Documentaire français d’Ilan Klipper (2020), avec Aube Martin, Yoan Nsoe, Marcus, Jean-François Bias, Camille Chamoux, Abderrezak Mouthana, Ludovic Prévoteaux, Anaïs Thomas… 1h15. Sortie le 16 mars 2022.



Aube Martin



Qu’est-ce que l’autisme ? Ce film essaie de répondre à cette question épineuse en filmant attentivement des personnes en proie à une pathologie polymorphe. Il nous introduit ainsi parmi une communauté disparate dont les membres n’ont en commun que cette étiquette, chacun se débattant avec ses propres démons, souvent à l’écart des autres. Il y a là un homme qui répète chaque phrase avec insistance, un autre qui se rassure en vivant dans un capharnaüm indescriptible en brisant des noix avec un maillet. Et puis aussi des artistes privés de leur passion : un ancien danseur et une gymnaste à la tête pleine de couleurs. Des symptômes multiples pour une appellation commune sans doute expéditive qui désigne de multiples atteintes. Avec toujours en filigrane des traumatismes lointains et pour conséquence un repli sur soi. Funambules fait écho à un autre film, britannique celui-là, qui s’inspire quant à lui du livre d’un autiste japonais qui a réussi la prouesse inédite d'exprimer ses sensations par les mots : Sais-tu pourquoi je saute ? de Jerry Rothwell dont la sortie est prévue le 22 avril prochain. Deux films qui contribuent à dissiper un mystère un tout petit peu moins épais, en sollicitant ceux qui sont atteints par cette affection afin qu'ils nous guident parmi leur dédale mental.

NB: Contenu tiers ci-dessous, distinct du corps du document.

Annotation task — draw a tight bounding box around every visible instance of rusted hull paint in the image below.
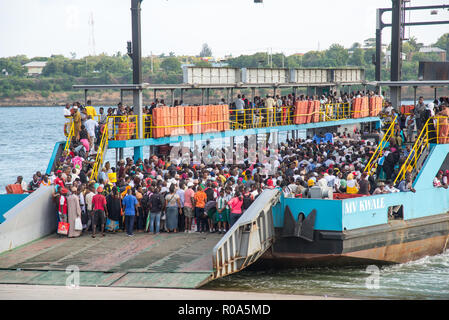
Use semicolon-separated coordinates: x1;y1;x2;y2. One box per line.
255;235;449;269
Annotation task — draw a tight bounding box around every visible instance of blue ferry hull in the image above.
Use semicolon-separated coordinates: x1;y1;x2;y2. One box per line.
255;144;449;267
255;213;449;268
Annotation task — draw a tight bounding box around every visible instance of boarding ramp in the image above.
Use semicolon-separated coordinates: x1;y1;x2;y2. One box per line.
394;117;440;184
45;141;66;175
364;116;398;174
0;187;281;289
90;125;109;180
213;189;281;279
0;186;56;254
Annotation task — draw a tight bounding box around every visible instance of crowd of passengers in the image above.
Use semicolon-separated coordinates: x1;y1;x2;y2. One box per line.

Comme son titre l’indique, Funambules (que son auteur a préféré aux Fous sont dans la ville, longtemps envisagé) s’attache à des personnages cadenassés au plus profond d’eux-mêmes qui semblent condamnés à errer comme des pantins brisés sur une corde raide tendue entre la réalité et la perception de plus en plus floue qu’ils en ont. En digne émule du grand Frederick Wiseman, Ilan Klipper observe ces femmes et ces hommes à la manière d’un entomologiste contemplant des insectes. De l’autre côté d’un miroir invisible qui n’est pas sans évoquer celui d’Alice au pays des merveilles, Aube, Yoan, Marcus, Jean-François et les autres se battent courageusement contre les démons qui les assaillent et les tenaillent, en soliloquant dans le vide… Le réalisateur revient là à un univers qu’il avait déjà investi dans son documentaire Sainte-Anne, hôpital psychiatrique (2010), en filmant chacun de ses protagonistes avec un style qui convienne à sa pathologie et qui découle d’une phase d’observation et même d’approche préalables. La réussite de Funambules consiste à ne jamais placer le spectateur dans une posture indécente qui pourrait s’apparenter au voyeurisme. Seuls contre tous, ces gens égarés au fond d’eux-mêmes nous donnent à entrevoir un monde inaccessible qui a encore beaucoup de secrets à délivrer.